If the appointment of Sir Douglas Haig was also a matter of course, the fact cannot be said to be due to any conclusive evidence that he was the man for so onerous a task. The utmost that could be claimed for him was that of the men in the running, he alone had survived as a

thinkable substitute. Sir Ian Hamilton's reputation had been eclipsed by the tragic episode of the Dardanelles, and Sir Horace Smith-Dorrien, whose handling of the Second Army Corps in the retreat to the Marne had been the most brilliant feature of that great incident, had been removed to a home command as the result of a collision of temperament as well as of opinion with his chief. Sir William Robertson, the chief of the general staff, and in many ways the most interesting figure in the army, was felt to be more adapted to the work of initiating the strategy of the war than to executive command in the field. He had risen from the ranks by sheer force of intellect to the position of head of the Staff College at Camberley, an achievement the magnitude of which can be appreciated only by those who understand the enormous part which social considerations play in the British army. It has been suggested that his origin stood in the way of his selection for the supreme command, and it is probable that he would have had to meet a considerable amount of prejudice that would have made his task difficult. No one who has moved among the higher ranks of the army will doubt that.

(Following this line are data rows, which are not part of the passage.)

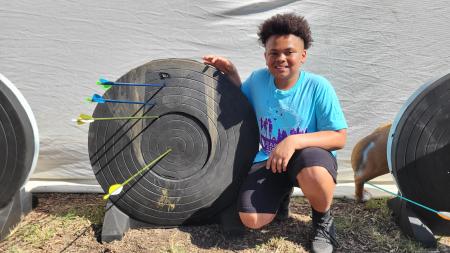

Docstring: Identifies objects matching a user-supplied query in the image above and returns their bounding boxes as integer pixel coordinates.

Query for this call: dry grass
[0,193,448,253]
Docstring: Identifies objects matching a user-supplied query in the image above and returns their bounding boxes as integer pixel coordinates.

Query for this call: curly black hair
[257,13,313,49]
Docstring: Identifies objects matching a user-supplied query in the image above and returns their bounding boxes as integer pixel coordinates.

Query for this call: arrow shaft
[105,82,162,87]
[103,149,171,200]
[366,182,441,215]
[102,98,153,105]
[94,116,158,121]
[122,148,172,186]
[98,80,163,87]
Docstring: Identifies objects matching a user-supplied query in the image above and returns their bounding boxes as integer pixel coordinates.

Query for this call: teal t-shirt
[241,68,348,163]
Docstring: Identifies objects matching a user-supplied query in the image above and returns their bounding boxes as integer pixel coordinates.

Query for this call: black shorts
[238,147,337,214]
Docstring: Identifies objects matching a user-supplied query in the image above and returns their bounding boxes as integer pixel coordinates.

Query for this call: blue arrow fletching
[89,93,155,106]
[96,78,163,88]
[99,78,113,85]
[92,94,105,103]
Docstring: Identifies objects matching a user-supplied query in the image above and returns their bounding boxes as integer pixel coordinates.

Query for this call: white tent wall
[1,1,449,196]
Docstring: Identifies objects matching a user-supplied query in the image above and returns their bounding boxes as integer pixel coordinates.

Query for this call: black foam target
[89,59,259,225]
[0,74,38,208]
[389,73,450,229]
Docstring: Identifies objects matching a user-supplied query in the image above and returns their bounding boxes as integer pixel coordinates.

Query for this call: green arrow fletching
[96,80,112,90]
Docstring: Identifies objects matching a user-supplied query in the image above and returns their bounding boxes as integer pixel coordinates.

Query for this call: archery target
[89,59,259,225]
[0,74,39,208]
[388,73,450,225]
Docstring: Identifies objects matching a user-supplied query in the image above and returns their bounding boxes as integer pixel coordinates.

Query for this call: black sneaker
[275,188,293,221]
[311,209,339,253]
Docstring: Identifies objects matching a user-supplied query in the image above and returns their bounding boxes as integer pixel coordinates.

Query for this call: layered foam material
[388,73,450,231]
[0,74,39,208]
[89,59,259,225]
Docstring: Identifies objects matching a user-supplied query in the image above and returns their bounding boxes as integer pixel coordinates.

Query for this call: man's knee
[239,212,275,229]
[297,166,332,184]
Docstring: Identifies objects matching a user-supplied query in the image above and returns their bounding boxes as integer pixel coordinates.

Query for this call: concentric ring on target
[88,59,259,225]
[388,72,450,221]
[142,112,210,181]
[0,73,39,208]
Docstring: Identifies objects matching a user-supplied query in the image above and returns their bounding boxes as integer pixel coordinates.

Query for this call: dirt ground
[0,193,449,253]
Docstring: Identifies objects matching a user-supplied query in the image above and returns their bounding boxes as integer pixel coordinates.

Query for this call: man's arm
[266,129,347,173]
[203,55,242,87]
[289,129,347,151]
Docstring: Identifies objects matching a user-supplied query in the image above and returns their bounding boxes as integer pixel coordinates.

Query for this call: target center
[169,137,187,154]
[141,112,210,181]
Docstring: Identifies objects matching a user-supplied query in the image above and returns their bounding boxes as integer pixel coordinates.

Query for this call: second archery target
[89,59,259,225]
[388,72,450,232]
[0,74,39,208]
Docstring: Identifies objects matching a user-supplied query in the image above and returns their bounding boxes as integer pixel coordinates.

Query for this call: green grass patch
[60,205,105,225]
[6,245,26,253]
[2,204,105,252]
[22,222,57,247]
[1,194,447,252]
[334,215,354,233]
[332,197,426,252]
[365,198,390,215]
[255,236,300,252]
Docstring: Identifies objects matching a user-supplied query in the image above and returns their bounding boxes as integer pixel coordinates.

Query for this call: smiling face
[264,34,307,89]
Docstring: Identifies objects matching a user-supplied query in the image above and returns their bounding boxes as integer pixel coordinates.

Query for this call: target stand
[88,59,259,242]
[101,201,148,242]
[387,73,450,248]
[101,199,241,242]
[0,188,33,240]
[0,74,39,240]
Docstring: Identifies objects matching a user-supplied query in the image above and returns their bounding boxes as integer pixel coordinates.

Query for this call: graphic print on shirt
[259,104,307,155]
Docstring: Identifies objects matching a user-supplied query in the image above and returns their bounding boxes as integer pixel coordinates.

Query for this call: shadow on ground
[179,217,311,252]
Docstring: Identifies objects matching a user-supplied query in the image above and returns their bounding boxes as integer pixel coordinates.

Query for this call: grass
[334,198,425,252]
[23,223,56,247]
[255,236,299,252]
[0,194,105,253]
[168,233,187,253]
[0,193,448,252]
[158,189,177,212]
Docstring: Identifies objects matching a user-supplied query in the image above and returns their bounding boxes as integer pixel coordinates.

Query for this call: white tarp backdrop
[1,1,449,195]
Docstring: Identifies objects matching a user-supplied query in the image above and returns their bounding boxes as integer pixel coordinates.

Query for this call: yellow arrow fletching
[75,114,94,125]
[102,149,172,201]
[75,114,159,126]
[79,114,93,120]
[76,119,85,126]
[108,184,123,195]
[103,184,124,200]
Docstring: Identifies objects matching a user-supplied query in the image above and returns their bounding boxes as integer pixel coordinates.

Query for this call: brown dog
[351,123,391,202]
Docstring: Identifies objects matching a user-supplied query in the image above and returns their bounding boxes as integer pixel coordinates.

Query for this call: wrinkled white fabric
[1,0,449,195]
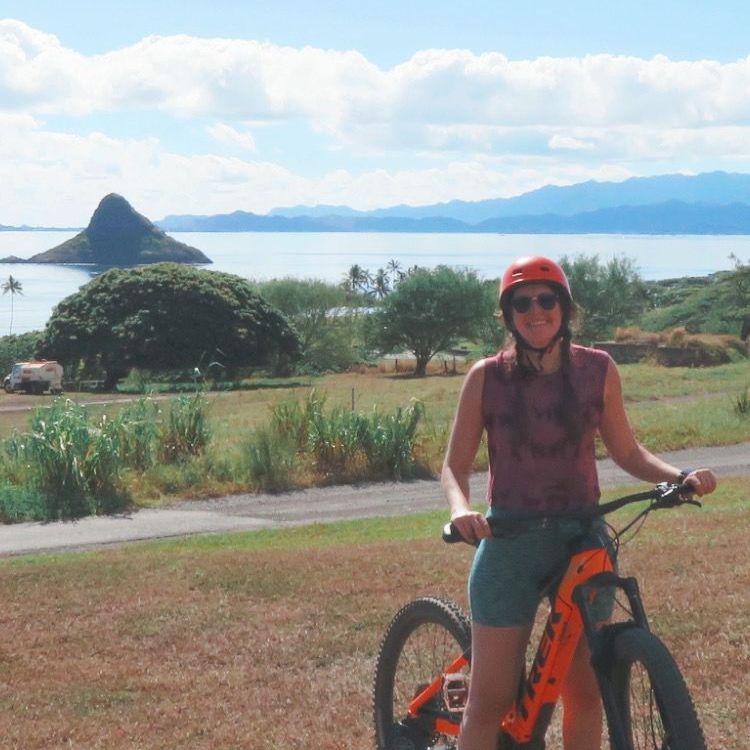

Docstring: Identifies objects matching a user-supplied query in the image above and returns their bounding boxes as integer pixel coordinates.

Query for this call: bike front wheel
[608,627,706,750]
[373,596,471,750]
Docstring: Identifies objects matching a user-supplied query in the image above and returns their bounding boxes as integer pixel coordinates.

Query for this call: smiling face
[509,282,563,350]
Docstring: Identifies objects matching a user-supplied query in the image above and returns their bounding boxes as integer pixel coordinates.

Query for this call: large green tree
[253,277,362,371]
[0,330,42,377]
[365,266,488,376]
[38,263,301,389]
[560,254,648,342]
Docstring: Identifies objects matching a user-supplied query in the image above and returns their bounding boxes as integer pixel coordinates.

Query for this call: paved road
[0,442,747,557]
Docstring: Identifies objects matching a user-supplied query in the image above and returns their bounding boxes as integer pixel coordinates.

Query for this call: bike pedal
[443,672,470,712]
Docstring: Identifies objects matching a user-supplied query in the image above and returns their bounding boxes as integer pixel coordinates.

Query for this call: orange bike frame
[407,544,615,744]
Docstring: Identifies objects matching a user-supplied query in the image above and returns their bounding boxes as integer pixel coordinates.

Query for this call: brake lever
[653,482,702,509]
[676,481,703,508]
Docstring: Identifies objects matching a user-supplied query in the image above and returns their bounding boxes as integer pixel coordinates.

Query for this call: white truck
[3,361,64,395]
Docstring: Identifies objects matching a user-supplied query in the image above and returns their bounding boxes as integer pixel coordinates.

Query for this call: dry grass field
[0,477,747,749]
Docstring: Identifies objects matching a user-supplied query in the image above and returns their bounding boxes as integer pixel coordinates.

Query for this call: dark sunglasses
[510,292,559,314]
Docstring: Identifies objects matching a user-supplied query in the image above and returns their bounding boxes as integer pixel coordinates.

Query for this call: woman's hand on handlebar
[682,468,718,497]
[449,510,491,544]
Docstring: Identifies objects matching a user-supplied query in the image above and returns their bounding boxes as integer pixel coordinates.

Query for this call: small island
[1,194,211,266]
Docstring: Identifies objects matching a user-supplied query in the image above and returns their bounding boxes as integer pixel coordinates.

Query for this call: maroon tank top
[481,345,612,512]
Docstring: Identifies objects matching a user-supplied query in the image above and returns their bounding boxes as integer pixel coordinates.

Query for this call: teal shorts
[469,514,616,628]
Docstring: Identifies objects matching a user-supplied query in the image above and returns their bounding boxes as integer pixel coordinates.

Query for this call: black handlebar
[443,482,701,544]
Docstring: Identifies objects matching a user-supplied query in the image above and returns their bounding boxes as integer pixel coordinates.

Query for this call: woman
[441,255,717,750]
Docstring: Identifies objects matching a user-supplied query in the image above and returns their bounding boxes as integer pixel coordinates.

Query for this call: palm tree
[387,258,405,283]
[372,268,391,299]
[2,275,23,336]
[342,264,371,294]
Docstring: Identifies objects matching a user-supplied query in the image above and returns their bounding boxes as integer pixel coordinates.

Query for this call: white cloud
[206,123,257,151]
[4,20,750,131]
[548,134,595,151]
[3,20,750,224]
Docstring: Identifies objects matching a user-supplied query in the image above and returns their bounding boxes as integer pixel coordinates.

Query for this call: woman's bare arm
[441,360,492,540]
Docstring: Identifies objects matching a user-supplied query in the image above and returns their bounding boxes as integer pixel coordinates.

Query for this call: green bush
[0,484,48,522]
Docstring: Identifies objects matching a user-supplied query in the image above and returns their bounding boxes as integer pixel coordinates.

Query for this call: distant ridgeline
[1,194,211,265]
[157,171,750,234]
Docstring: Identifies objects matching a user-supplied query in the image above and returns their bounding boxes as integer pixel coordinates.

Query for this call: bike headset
[499,256,574,369]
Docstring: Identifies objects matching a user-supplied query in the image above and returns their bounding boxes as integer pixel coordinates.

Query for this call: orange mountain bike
[373,483,707,750]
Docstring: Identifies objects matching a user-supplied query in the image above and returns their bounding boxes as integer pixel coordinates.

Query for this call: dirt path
[0,391,171,412]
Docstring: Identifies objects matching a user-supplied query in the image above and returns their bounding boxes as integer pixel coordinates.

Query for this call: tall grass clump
[23,399,127,519]
[114,396,161,470]
[245,428,299,492]
[360,401,425,479]
[733,385,750,418]
[244,391,427,491]
[158,392,211,463]
[270,389,326,446]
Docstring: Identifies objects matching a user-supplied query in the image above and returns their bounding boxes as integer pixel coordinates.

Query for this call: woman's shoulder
[570,344,614,374]
[480,349,514,380]
[571,343,613,362]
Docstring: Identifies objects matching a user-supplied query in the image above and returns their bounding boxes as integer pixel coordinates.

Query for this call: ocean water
[0,230,746,335]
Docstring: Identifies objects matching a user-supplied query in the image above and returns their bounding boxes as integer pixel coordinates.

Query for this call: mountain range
[268,171,750,222]
[156,171,750,234]
[4,171,750,235]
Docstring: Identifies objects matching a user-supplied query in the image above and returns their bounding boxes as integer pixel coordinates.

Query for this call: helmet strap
[512,326,563,372]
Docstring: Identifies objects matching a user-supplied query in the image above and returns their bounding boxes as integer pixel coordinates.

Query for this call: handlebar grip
[442,522,465,544]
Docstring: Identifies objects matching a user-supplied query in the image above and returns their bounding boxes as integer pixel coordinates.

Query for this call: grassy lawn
[0,476,746,749]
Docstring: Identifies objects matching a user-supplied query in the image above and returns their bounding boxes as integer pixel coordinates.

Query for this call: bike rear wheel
[608,627,706,750]
[373,597,471,750]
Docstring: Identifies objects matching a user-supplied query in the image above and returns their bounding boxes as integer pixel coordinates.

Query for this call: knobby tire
[373,597,471,750]
[607,627,706,750]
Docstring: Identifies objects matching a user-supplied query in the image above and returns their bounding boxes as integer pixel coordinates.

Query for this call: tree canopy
[38,263,301,388]
[0,330,42,377]
[365,266,489,376]
[252,277,363,371]
[560,254,648,342]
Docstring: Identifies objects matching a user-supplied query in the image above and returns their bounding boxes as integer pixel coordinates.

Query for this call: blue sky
[2,1,750,225]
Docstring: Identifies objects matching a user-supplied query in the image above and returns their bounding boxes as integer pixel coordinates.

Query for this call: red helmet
[499,255,572,306]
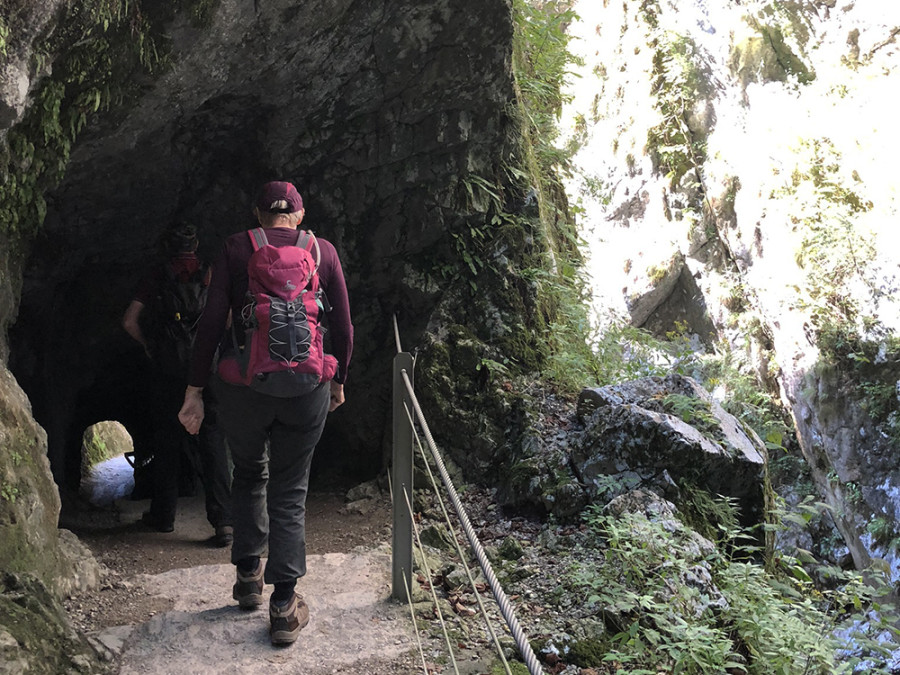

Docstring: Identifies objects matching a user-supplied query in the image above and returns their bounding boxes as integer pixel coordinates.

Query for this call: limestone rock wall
[6,0,522,488]
[565,0,900,570]
[0,0,527,669]
[0,367,101,594]
[0,366,106,672]
[0,2,107,670]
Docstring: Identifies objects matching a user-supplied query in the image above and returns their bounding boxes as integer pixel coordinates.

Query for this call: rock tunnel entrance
[5,0,516,501]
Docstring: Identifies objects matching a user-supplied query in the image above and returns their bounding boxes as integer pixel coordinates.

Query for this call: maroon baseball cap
[256,181,304,213]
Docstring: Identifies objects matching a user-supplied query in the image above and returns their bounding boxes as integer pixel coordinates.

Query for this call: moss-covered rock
[729,25,813,87]
[497,424,587,520]
[574,374,767,525]
[79,420,132,478]
[0,572,112,675]
[498,535,525,561]
[0,366,104,672]
[416,323,524,481]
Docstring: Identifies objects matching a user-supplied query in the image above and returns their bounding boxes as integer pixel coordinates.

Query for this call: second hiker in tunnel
[177,181,354,646]
[122,222,233,545]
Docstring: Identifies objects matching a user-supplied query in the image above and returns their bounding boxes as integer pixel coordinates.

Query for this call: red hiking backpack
[218,228,337,397]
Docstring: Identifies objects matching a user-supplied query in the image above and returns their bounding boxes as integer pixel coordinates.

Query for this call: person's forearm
[122,300,148,348]
[123,322,146,347]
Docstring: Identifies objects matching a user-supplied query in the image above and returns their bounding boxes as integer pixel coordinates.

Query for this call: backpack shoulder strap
[295,229,320,271]
[248,228,268,251]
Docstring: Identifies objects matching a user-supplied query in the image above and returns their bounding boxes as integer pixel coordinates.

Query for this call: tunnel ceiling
[8,0,517,488]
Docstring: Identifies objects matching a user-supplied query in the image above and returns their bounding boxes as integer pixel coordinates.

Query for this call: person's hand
[329,381,345,412]
[178,386,205,435]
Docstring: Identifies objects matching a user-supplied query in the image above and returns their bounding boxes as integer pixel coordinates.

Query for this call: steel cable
[402,487,462,675]
[393,314,403,354]
[393,314,403,355]
[401,370,543,675]
[403,400,514,675]
[401,572,431,675]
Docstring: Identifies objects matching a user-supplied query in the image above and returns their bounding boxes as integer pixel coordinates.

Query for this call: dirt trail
[65,483,431,674]
[103,550,414,674]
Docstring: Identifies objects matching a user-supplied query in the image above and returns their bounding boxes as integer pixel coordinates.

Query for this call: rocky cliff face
[3,0,896,667]
[565,0,900,571]
[3,0,528,491]
[0,0,542,669]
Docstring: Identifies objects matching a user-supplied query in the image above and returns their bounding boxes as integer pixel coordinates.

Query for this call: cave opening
[4,0,515,512]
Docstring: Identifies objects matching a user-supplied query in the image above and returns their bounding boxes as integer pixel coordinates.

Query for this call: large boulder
[573,374,767,523]
[0,366,102,595]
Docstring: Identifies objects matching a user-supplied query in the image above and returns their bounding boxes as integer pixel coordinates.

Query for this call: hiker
[177,181,353,646]
[122,221,233,546]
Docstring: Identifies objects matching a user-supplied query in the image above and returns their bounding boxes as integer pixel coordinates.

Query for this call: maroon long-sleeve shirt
[188,226,353,388]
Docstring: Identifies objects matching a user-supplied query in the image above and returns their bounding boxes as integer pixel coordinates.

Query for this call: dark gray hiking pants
[148,373,231,529]
[213,378,330,585]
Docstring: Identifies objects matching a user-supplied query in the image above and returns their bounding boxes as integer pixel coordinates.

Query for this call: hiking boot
[213,525,233,548]
[140,511,174,533]
[232,562,264,609]
[269,593,309,645]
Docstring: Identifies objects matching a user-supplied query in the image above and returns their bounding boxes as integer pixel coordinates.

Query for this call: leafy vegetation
[0,0,219,250]
[701,343,791,451]
[0,481,19,503]
[564,504,900,674]
[512,0,582,224]
[423,0,592,382]
[0,15,8,58]
[509,0,587,357]
[787,140,876,331]
[743,1,815,84]
[499,0,900,672]
[772,134,900,443]
[1,1,153,245]
[81,432,109,469]
[509,0,791,450]
[647,30,707,191]
[660,393,719,432]
[865,517,900,554]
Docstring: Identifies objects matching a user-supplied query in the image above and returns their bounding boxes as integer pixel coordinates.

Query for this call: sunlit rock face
[6,0,517,489]
[0,0,66,131]
[563,0,900,570]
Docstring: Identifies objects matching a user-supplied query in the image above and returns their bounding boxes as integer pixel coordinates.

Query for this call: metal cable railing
[401,399,513,674]
[400,371,543,675]
[391,316,543,675]
[402,487,462,675]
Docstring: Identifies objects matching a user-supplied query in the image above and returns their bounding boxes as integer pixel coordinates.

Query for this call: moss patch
[0,0,221,250]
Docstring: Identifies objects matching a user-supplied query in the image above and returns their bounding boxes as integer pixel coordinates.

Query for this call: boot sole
[270,614,309,645]
[233,589,263,609]
[235,594,263,609]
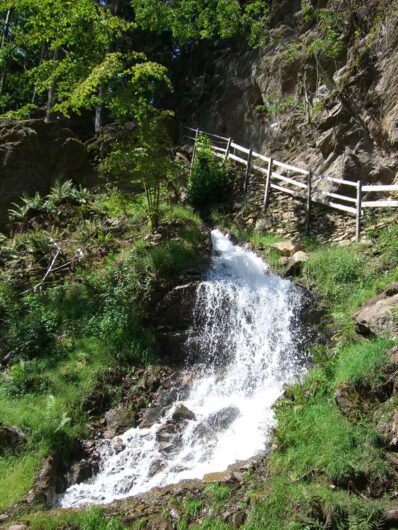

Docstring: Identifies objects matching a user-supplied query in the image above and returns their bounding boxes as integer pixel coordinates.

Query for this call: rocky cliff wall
[0,119,93,229]
[179,0,398,191]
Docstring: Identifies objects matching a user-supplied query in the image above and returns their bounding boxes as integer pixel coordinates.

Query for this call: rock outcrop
[0,425,26,454]
[354,283,398,339]
[0,119,92,228]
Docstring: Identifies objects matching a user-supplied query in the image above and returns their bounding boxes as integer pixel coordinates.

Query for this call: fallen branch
[32,242,61,293]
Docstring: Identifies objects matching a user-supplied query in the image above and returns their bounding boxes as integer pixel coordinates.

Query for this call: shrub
[188,134,232,216]
[8,192,44,221]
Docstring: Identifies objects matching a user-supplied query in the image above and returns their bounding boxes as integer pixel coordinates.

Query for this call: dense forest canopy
[0,0,267,122]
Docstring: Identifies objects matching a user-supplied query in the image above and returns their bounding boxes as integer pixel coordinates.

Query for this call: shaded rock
[0,119,92,227]
[26,454,66,506]
[353,283,398,339]
[207,406,240,431]
[334,382,363,419]
[284,251,309,276]
[138,367,160,392]
[318,103,348,131]
[148,458,166,477]
[157,283,200,329]
[105,405,137,435]
[0,425,26,454]
[335,381,391,420]
[172,404,196,422]
[140,406,165,429]
[270,240,302,257]
[316,128,336,157]
[230,511,247,527]
[68,459,98,485]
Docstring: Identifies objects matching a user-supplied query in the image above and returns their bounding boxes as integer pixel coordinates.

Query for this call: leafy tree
[99,111,176,232]
[188,134,232,216]
[131,0,269,46]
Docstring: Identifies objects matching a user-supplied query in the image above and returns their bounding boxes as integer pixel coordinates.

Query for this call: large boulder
[284,250,309,276]
[0,119,92,227]
[105,405,137,435]
[353,283,398,339]
[270,240,302,257]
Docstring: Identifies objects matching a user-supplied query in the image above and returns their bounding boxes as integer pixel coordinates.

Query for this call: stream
[59,230,307,507]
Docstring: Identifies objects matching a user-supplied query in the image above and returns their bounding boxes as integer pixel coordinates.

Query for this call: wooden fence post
[305,169,312,235]
[224,137,232,163]
[243,148,253,200]
[356,180,362,242]
[262,157,273,211]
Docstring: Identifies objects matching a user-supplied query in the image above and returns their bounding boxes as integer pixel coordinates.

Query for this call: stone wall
[230,163,390,244]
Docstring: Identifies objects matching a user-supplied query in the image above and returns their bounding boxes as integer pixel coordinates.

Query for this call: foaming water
[59,230,306,507]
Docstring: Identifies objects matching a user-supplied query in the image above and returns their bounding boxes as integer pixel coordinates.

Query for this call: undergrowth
[0,187,205,513]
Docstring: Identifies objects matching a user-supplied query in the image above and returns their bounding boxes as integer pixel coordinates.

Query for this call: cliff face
[179,0,398,187]
[0,119,93,229]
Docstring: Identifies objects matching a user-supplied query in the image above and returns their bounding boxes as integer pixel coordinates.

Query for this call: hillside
[1,1,398,529]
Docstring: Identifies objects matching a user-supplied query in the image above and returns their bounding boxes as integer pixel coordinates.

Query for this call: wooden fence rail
[184,126,398,242]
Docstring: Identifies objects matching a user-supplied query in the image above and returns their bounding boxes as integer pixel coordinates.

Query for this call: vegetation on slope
[0,180,205,515]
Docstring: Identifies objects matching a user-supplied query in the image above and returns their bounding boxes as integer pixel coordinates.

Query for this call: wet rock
[156,422,183,454]
[172,404,196,422]
[157,283,200,329]
[105,405,137,435]
[207,406,240,431]
[148,458,166,477]
[284,251,309,277]
[0,425,26,454]
[270,240,302,257]
[353,283,398,339]
[68,459,98,485]
[140,406,165,429]
[112,437,126,454]
[26,454,66,506]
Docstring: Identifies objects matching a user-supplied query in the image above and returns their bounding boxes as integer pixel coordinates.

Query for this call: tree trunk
[0,9,12,98]
[95,85,104,133]
[1,8,11,49]
[32,46,45,104]
[45,48,60,123]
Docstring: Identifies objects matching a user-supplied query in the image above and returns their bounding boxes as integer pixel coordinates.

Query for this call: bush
[188,134,232,216]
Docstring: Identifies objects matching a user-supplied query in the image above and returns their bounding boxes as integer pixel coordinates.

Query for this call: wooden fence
[184,127,398,242]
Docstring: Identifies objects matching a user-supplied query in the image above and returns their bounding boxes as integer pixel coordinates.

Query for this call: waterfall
[59,230,307,508]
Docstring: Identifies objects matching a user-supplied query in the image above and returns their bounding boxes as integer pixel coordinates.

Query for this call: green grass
[334,339,393,385]
[25,507,128,530]
[245,480,385,530]
[204,483,231,502]
[191,518,233,530]
[0,452,44,512]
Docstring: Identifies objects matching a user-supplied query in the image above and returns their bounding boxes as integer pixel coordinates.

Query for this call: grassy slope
[240,219,398,529]
[0,188,205,516]
[3,196,398,528]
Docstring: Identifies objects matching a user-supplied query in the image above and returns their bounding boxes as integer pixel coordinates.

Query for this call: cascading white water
[59,230,306,508]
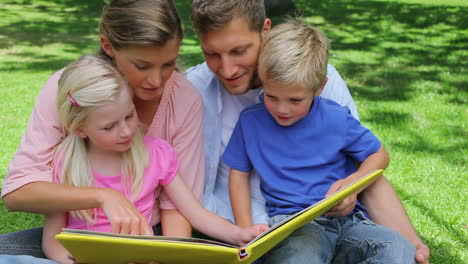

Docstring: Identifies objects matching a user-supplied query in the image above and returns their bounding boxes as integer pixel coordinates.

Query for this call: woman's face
[102,37,180,103]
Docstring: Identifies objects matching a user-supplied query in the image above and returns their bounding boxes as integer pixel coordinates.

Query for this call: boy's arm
[229,168,253,227]
[325,145,389,217]
[360,177,430,264]
[42,212,73,264]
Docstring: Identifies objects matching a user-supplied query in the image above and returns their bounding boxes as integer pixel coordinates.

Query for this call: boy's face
[199,17,271,95]
[262,77,317,127]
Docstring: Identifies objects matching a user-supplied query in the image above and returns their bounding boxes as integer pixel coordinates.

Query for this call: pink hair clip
[68,92,79,107]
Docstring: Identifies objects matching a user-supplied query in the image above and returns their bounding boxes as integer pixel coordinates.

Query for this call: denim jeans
[263,212,416,264]
[0,255,58,264]
[0,227,45,258]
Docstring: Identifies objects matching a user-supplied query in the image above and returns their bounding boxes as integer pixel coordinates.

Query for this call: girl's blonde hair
[56,55,148,223]
[258,19,330,94]
[98,0,183,61]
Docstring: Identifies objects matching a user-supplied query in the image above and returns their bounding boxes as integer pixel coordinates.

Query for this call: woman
[0,0,203,258]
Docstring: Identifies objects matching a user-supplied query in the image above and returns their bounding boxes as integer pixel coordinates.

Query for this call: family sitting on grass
[0,1,429,264]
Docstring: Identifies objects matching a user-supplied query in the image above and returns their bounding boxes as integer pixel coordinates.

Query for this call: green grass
[0,0,466,263]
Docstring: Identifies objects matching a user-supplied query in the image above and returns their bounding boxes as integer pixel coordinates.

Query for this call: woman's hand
[98,188,154,235]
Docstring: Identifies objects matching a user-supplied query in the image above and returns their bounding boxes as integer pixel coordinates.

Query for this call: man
[186,1,430,263]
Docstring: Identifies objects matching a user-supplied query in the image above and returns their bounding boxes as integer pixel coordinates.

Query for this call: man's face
[199,18,270,95]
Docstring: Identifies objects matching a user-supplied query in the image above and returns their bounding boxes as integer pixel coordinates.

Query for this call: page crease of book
[60,228,237,248]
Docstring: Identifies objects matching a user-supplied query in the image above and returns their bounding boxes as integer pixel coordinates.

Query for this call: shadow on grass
[294,0,467,103]
[395,185,467,263]
[0,1,105,71]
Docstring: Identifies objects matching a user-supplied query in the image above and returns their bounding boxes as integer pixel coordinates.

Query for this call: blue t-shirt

But I do not think that this consideration was really the cause of the choice not falling on him. His career had been almost exclusively associated with the thinking branch of the army, and even in the South African War he had played little or no part in the field. His removal to the position of head of the general staff in London was the obviously right application of his genius to the purposes of the war, and no one appreciated the importance of that fact more than Sir Douglas Haig. "This war," he has said, "will be won in London by those whose thinking is the spring of our action here." There were several men who had come into prominence among the younger officers, most conspicuously General John Gough, a man of really brilliant parts who was widely spoken of as "the brain of the army," but who was unfortunately killed at Neuve Chapelle.